Pediatric Ankle Sprain: When a Small Avulsion Changes Recovery Times and Return to Sport

    May 29, 2026
    8 min read
    Pediatric Ankle Sprain: When a Small Avulsion Changes Recovery Times and Return to Sport

    This article has been automatically translated from Italian. The original content may have nuances not fully captured by the translation.

    Pediatric Ankle Sprain: When a Small Avulsion Changes Recovery Times and Return to Sport

    Lateral ankle sprains are one of the most frequent injuries in children and adolescent athletes. They happen during a game, in the gym, at the park, stepping off a curb, or landing awkwardly after a jump. The ankle "rolls," usually inward, and pain appears on the outer side.

    Very often, the first question is: "Is it just a sprain or is there a fracture?"

    In children, however, this distinction can be less clear than it seems. In some cases, the ligament doesn't just tear; it can "pull off" a small bone fragment from the distal fibula. This is known as an avulsion fracture.

    A recent study published in the Journal of Pediatric Orthopaedics reported that, in a pediatric series of lateral ankle injuries, avulsions were present in about one-third of patients, with a higher frequency in younger children compared to adolescents [1].

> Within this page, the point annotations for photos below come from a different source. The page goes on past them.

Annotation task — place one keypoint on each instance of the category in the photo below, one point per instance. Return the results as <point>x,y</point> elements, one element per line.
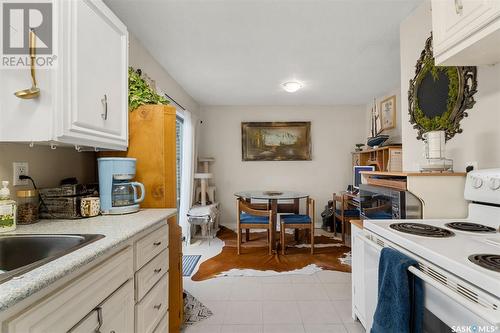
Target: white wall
<point>334,131</point>
<point>480,140</point>
<point>139,57</point>
<point>394,133</point>
<point>47,167</point>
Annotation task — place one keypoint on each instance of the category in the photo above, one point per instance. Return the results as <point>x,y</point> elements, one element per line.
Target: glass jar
<point>28,204</point>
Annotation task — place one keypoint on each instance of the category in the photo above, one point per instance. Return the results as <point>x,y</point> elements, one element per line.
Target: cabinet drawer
<point>66,307</point>
<point>163,325</point>
<point>153,307</point>
<point>150,246</point>
<point>116,312</point>
<point>148,275</point>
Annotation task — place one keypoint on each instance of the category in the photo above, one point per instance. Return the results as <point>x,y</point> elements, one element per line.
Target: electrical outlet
<point>20,169</point>
<point>473,164</point>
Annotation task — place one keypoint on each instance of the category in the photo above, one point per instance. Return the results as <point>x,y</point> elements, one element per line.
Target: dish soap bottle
<point>7,209</point>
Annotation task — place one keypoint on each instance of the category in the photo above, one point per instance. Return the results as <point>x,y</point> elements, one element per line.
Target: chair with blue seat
<point>343,214</point>
<point>299,222</point>
<point>251,218</point>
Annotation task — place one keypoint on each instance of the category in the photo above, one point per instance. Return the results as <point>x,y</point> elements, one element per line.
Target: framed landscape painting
<point>276,141</point>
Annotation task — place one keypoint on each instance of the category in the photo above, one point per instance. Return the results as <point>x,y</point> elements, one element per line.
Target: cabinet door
<point>455,20</point>
<point>115,314</point>
<point>95,69</point>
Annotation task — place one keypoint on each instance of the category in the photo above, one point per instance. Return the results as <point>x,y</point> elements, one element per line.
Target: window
<point>179,129</point>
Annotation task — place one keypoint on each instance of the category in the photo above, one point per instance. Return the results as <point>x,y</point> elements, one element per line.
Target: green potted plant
<point>140,93</point>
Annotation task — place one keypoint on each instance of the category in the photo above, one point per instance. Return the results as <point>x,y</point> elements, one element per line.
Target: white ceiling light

    The point, however, is not to make a purely radiographic distinction between a "sprain" and a "small fracture." The point is to understand if this information changes the practical approach: initial protection, weight-bearing, physical therapy, recovery times, and return to sport.

    Not all avulsions should be treated like major fractures

    In most cases, a small, undisplaced avulsion of the lateral malleolus is treated conservatively.

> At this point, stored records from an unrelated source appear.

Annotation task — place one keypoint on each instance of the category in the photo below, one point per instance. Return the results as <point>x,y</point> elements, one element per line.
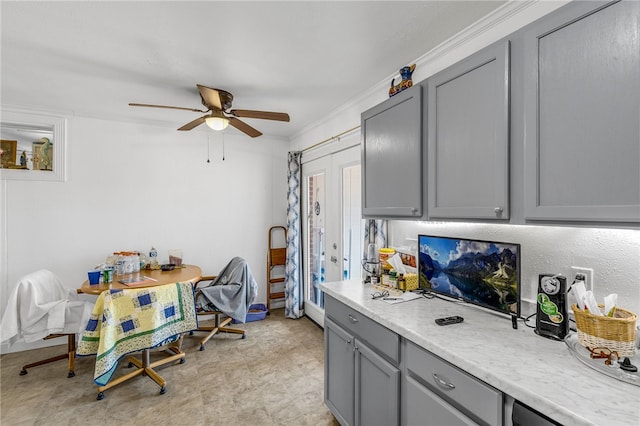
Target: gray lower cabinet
<point>392,157</point>
<point>437,393</point>
<point>425,407</point>
<point>339,369</point>
<point>362,377</point>
<point>581,114</point>
<point>468,137</point>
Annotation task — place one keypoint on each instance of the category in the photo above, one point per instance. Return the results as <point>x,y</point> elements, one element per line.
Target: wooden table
<point>189,273</point>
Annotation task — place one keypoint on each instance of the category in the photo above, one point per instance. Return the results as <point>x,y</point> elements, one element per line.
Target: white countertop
<point>537,371</point>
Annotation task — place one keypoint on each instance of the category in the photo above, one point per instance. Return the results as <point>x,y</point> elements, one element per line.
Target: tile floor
<point>273,377</point>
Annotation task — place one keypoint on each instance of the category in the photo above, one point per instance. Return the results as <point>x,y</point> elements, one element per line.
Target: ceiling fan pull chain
<point>208,145</point>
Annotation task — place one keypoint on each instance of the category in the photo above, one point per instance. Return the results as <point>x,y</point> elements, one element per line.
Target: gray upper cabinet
<point>468,137</point>
<point>582,114</point>
<point>392,157</point>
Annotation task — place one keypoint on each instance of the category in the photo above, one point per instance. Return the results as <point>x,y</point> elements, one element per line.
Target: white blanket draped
<point>41,305</point>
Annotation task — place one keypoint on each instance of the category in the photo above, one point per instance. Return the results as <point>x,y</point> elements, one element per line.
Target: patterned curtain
<point>292,282</point>
<point>375,231</point>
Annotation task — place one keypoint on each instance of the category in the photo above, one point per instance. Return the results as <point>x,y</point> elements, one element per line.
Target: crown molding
<point>506,19</point>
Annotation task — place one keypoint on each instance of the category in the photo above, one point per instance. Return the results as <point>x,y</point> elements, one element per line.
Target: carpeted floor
<point>273,377</point>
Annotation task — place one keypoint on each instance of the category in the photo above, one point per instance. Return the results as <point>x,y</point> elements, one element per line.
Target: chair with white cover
<point>41,307</point>
<point>228,295</point>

    This means that surgery is not necessary, and the goal is to protect the ankle during the painful phase, allow tissue healing, and then progressively regain function, strength, and balance.

    Options can vary:

    • Functional bracing;

    • Aircast-type brace;

    • Walker boot;

    • Splint or cast for younger children, those in significant pain, or those who are less cooperative;

    • Progressive weight-bearing according to pain and clinical indication.

    There is no one-size-fits-all solution. A 7-year-old child in significant pain, unable to bear weight, is not the same as an adolescent athlete who can walk quite well after a few days.

    In the clinic, it's common to see two similar X-rays but two completely different children: one limps significantly, is afraid to bear weight, and has considerable swelling; the other walks almost normally. This is where clinical assessment matters at least as much as the imaging.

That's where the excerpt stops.